Your task will be to learn the "jobs" of these variables, their units, and what can cause them to change value.

Mixing ratio ( r )
The bottom half of the figure below can be found on p. 83 in the ClassNotes.

Mixing ratio tells you how much water vapor is actually in the air. Mixing ratio has units of grams of water vapor per kilogram of dry air (the amount of water vapor in grams mixed with a kilogram of dry air). A kilogram of air is about one cubic meter of air (about one cubic yard of air). Mixing ratio is basically the same idea as teaspoons of sugar mixed in a cup of tea. We'll use a lower case r to represent mixing ratio.

The value of the mixing ratio won't change unless you add water vapor to or remove water vapor from the air. Warming the air won't change the mixing ratio. Cooling the air won't change the mixing ratio (with one exception - when the air is cooled below its dew point temperature and water vapor starts to condense). Since the mixing ratio's job is to tell you how much water vapor is in the air, you don't want it to change unless water vapor is actually added to or removed from the air.

Saturation mixing ratio ( r_S )

Saturation mixing ratio is just an upper limit to how much water vapor can be found in air, the air's capacity for water vapor. It's a property of air and depends on the air's temperature; warm air can potentially hold more water vapor than cold air. It doesn't say anything about how much water vapor is actually in the air (that's the mixing ratio's job). This variable has the same units: grams of water vapor per kilogram of dry air. Saturation mixing ratio values for different air temperatures are listed and graphed on p. 86 in the ClassNotes.

The sugar dissolved in tea analogy is still helpful.
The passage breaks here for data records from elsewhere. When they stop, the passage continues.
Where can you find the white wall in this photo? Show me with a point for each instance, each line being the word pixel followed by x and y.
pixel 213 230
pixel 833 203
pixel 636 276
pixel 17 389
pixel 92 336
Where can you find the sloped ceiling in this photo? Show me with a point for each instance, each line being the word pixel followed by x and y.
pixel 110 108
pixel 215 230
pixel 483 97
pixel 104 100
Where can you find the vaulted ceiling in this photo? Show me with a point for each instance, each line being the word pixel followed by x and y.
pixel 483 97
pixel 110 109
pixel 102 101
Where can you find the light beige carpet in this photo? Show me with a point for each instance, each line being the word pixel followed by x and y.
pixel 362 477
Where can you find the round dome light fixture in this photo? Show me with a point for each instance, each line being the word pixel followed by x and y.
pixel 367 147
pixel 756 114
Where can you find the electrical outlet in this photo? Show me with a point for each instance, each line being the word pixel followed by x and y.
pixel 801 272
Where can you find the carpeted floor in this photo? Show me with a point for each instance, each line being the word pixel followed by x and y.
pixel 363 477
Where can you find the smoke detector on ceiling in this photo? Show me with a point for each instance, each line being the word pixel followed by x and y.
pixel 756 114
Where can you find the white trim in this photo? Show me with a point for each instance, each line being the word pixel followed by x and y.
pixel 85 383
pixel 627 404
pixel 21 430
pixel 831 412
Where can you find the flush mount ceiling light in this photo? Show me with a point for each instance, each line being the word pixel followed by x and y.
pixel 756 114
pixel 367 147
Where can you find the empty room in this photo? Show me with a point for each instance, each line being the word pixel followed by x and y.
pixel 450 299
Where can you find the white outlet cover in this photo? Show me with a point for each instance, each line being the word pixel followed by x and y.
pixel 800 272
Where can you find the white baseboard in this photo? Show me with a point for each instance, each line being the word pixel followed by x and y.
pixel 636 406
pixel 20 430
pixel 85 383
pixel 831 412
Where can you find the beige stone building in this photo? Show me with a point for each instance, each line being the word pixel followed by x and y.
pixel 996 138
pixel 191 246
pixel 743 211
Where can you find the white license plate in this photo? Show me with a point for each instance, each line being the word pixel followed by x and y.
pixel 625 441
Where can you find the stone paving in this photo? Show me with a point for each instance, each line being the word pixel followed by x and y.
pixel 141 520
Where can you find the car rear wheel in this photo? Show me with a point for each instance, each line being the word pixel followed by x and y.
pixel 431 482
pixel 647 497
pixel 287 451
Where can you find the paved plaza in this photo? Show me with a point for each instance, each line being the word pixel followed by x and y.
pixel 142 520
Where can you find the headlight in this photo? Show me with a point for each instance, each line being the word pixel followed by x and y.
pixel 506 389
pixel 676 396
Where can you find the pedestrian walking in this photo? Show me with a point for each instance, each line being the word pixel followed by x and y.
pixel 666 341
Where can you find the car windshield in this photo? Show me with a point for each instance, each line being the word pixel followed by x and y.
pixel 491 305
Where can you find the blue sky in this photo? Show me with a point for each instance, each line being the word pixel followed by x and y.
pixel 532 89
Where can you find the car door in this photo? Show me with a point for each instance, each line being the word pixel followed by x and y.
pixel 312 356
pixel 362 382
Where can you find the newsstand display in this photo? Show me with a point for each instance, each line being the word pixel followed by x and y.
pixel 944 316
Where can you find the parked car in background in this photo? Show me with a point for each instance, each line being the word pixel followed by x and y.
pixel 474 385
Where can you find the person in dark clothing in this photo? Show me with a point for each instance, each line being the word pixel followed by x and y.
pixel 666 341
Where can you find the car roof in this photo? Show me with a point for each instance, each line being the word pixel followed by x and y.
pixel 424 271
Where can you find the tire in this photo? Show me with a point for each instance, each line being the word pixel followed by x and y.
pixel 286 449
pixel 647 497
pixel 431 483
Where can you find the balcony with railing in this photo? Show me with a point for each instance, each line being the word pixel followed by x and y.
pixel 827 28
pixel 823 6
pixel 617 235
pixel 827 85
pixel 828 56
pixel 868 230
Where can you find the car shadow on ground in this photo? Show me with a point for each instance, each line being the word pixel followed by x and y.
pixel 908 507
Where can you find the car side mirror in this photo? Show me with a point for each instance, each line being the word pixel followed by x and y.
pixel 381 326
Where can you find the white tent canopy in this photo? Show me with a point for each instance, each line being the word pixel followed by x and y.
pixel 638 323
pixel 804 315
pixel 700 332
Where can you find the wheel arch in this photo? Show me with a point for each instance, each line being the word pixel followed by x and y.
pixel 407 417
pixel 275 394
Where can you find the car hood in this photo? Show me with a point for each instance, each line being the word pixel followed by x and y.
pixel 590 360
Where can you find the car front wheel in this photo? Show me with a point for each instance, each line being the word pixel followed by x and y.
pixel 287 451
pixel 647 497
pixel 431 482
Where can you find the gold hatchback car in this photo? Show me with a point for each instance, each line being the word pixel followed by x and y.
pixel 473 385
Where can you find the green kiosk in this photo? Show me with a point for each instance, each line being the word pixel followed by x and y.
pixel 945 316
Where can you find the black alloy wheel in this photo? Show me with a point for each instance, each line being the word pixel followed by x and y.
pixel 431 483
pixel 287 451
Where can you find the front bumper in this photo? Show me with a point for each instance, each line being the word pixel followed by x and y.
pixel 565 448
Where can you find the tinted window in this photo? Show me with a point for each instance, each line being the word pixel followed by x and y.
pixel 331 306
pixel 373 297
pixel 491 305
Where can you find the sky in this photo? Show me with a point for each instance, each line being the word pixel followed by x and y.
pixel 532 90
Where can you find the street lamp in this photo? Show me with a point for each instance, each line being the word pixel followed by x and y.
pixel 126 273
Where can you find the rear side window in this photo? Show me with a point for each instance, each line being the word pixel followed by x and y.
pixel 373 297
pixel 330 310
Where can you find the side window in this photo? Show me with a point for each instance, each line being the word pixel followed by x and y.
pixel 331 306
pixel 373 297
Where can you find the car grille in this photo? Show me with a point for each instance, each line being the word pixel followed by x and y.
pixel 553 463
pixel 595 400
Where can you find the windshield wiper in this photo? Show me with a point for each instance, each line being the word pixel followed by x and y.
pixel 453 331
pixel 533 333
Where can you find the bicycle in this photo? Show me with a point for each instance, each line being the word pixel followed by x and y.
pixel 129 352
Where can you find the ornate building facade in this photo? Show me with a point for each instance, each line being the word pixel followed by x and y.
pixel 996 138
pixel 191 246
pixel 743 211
Just as is the case with water vapor in air, there's a limit to how much sugar can be dissolved in a cup of hot water. And not only that, the amount depends on temperature: you can dissolve more sugar in hot water than in cold water.

The dependence of saturation mixing ratio on air temperature is illustrated below:

The small specks represent all of the gases in air except for the water vapor. Each of the open circles represents 1 gram of water vapor that the air could potentially hold. There are 15 open circles drawn in the 1 kg of 70 F air; each 1 kg of 70 F air could hold up to 15 grams of water vapor. The 45 F air only has 6 open circles; this cooler air can only hold up to 5 grams of water vapor per kilogram of dry air. The numbers 15 and 5 came from the table on p. 86.
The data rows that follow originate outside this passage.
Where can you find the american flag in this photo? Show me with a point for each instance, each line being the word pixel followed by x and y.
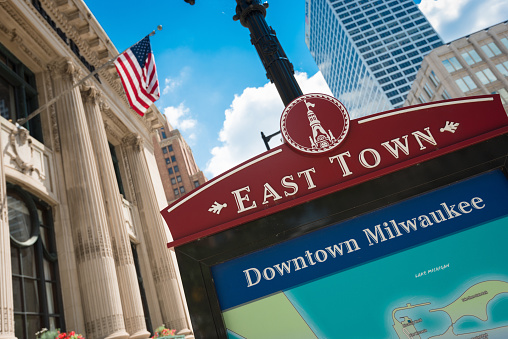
pixel 136 68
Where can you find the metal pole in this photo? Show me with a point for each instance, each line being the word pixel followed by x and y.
pixel 267 138
pixel 279 70
pixel 23 121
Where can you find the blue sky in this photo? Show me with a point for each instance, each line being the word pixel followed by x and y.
pixel 214 88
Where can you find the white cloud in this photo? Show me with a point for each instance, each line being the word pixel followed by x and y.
pixel 454 19
pixel 256 110
pixel 170 84
pixel 179 117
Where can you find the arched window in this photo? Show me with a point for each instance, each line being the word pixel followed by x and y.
pixel 35 280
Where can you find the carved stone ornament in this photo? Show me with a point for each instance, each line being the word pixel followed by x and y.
pixel 64 68
pixel 21 151
pixel 133 140
pixel 90 93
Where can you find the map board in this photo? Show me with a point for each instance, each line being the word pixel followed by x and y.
pixel 433 266
pixel 399 232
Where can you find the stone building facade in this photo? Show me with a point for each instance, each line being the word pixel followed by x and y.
pixel 476 64
pixel 179 172
pixel 82 242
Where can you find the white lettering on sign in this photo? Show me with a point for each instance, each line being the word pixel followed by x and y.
pixel 446 212
pixel 254 275
pixel 240 199
pixel 375 235
pixel 369 158
pixel 271 194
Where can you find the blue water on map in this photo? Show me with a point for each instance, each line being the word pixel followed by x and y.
pixel 358 303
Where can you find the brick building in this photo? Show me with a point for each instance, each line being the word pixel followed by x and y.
pixel 178 169
pixel 476 64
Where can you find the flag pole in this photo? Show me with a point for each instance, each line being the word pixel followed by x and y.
pixel 23 121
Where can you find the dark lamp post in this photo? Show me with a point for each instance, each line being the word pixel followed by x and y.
pixel 279 70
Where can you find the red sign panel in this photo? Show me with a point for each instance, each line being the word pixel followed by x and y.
pixel 375 145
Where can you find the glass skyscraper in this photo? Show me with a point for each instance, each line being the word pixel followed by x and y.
pixel 369 51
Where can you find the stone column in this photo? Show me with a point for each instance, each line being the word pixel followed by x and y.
pixel 6 301
pixel 98 282
pixel 122 252
pixel 163 268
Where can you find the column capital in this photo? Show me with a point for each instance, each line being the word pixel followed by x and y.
pixel 133 140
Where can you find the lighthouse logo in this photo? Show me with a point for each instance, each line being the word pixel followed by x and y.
pixel 314 123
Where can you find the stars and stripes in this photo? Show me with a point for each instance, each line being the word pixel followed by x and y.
pixel 136 68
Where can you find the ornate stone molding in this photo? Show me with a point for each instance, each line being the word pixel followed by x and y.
pixel 52 113
pixel 14 37
pixel 27 28
pixel 133 140
pixel 21 152
pixel 129 177
pixel 90 93
pixel 64 68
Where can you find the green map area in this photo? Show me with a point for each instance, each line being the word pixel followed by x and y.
pixel 454 287
pixel 473 302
Now we have gone and actually put some water vapor into the volumes of 70 F and 40 F air (the open circles are colored in). The same amount, 3 grams of water vapor, has been added to each volume of air. Three of the open circles have been colored in. The mixing ratio, r, is 3 g/kg in both cases. One of the figures is almost filled to capacity, with water vapor the other is not. That's basically what the 3rd humidity variable, relative humidity, tells us

Relative humidity (RH)

The relative humidity is the variable most people are familiar with. It tells you how "full" the air is with water vapor, how close it is to being filled to capacity with water vapor, how close the air is to being "saturated" with water vapor. RH has units of %.

In the analogy (sketched on the right hand side of p. 83 in the photocopied notes) 4 students wander into Classroom A which has 16 empty seats. Classroom A is filled to 25% of its capacity. You can think of 4, the actual number of students, as being analogous to the mixing ratio. The classroom capacity is analogous to the saturation mixing ratio. How full the room is is analogous to the relative humidity.
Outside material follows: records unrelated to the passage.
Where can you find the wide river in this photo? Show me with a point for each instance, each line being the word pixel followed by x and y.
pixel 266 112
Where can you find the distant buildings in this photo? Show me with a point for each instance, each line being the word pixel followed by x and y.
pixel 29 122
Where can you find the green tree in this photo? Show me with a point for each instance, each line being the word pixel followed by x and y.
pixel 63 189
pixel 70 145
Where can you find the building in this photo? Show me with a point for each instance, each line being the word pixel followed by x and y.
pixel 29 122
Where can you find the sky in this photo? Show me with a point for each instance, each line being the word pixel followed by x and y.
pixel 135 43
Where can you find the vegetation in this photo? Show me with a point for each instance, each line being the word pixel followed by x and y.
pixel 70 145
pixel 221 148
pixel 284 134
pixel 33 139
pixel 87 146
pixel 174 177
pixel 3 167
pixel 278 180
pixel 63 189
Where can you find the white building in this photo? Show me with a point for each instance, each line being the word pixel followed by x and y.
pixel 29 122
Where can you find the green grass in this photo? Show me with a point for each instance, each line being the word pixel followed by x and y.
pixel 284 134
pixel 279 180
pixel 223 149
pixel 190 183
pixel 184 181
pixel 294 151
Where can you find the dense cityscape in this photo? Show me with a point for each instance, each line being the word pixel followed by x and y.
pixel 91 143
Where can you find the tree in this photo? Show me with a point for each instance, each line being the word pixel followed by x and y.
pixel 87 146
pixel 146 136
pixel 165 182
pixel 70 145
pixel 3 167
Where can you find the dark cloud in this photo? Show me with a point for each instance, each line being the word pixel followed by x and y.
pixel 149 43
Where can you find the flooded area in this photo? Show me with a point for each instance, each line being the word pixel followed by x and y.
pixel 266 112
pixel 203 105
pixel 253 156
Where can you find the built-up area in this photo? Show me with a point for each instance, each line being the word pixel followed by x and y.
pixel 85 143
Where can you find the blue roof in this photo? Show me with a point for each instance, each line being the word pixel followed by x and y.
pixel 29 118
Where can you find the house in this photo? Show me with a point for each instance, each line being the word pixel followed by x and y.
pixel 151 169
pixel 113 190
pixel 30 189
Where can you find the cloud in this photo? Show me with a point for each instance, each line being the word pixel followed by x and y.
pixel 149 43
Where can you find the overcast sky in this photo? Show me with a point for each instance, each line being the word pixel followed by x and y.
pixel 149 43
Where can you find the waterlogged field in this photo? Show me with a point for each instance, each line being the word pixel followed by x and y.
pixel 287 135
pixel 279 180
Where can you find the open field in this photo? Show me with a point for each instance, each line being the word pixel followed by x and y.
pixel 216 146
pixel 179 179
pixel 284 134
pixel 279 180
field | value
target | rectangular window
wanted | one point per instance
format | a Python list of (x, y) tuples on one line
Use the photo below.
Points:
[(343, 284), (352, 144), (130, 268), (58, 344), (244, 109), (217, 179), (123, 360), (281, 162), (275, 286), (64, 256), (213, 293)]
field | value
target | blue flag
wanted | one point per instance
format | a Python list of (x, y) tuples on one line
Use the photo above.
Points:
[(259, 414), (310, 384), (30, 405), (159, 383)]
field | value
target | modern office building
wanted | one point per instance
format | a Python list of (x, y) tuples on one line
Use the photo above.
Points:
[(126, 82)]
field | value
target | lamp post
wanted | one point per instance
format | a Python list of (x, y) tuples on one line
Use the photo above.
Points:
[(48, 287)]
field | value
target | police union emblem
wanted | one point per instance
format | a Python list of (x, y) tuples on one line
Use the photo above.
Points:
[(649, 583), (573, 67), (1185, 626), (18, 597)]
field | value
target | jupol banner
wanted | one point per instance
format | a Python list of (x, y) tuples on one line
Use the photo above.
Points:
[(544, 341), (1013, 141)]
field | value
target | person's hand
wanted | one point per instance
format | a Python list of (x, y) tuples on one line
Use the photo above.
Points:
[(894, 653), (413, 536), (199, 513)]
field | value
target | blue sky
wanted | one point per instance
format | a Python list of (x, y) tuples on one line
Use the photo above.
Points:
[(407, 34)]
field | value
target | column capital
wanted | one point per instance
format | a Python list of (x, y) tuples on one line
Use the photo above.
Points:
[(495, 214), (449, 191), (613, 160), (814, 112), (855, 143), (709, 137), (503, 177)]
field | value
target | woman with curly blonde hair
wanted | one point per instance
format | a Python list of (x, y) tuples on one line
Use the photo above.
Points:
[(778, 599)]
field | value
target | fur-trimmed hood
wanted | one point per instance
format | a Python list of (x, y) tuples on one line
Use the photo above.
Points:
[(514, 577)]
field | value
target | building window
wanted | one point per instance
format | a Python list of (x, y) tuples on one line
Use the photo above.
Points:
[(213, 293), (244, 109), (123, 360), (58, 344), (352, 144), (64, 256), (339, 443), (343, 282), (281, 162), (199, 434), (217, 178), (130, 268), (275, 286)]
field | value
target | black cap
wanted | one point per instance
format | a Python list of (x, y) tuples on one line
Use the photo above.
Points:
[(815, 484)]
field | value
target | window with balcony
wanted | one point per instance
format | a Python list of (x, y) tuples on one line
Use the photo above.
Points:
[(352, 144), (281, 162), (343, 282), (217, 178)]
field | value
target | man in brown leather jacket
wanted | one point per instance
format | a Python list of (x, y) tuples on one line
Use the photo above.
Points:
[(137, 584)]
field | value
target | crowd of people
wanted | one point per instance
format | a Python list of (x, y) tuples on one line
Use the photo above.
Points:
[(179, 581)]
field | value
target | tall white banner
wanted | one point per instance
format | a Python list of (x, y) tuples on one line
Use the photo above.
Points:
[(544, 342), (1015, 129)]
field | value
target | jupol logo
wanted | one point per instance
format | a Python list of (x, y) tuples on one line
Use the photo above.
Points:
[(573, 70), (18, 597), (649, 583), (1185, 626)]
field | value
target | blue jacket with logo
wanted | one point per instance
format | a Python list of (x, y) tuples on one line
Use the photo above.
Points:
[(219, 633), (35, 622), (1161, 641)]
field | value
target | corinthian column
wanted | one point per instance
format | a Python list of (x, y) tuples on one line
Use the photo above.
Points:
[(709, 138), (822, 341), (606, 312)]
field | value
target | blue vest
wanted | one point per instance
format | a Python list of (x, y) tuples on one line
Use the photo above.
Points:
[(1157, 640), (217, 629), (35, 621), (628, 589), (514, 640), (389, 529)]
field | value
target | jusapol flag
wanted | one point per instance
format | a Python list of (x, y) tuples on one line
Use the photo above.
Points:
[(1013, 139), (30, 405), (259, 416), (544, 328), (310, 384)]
The figure below goes back to the volumes (1 kg each) of 70 F and 40 F air that could potentially hold 15 grams or 5 grams of water vapor.

Dew point temperature

The dew point temperature has two jobs. First it gives you an idea of the actual amount of water vapor in the air. In this respect it is just like the mixing ratio. If the dew point temperature is low the air doesn't contain much water vapor. If it is high the air contains more water vapor. This is something we learned early in the semester.

The dew point is a temperature and has units of ^oF or ^oC

Second the dew point tells you how much you must cool the air in order to raise the RH to 100% (at which point a cloud, or dew or frost, or fog would form). This idea of cooling the air until the RH increases to 100% is important and is something we will use a lot.

If we cool the 70 F air or the 40 F air to 30 F we would find that the saturation mixing ratio would decrease to 3 grams/kilogram. Since the air actually contains 3 g/kg, the RH of the 30 F air would become 100%. The 30 F air would be saturated, it would be filled to capacity with water vapor. 30 F is the dew point temperature for 70 F air that contains 3 grams of water vapor per kilogram of dry air. It is also the dew point temperature for 40 F air that contains 3 grams of water vapor per kilogram of dry air. Because both volumes of air had the same amount of water vapor, they both also have the same dew point temperature.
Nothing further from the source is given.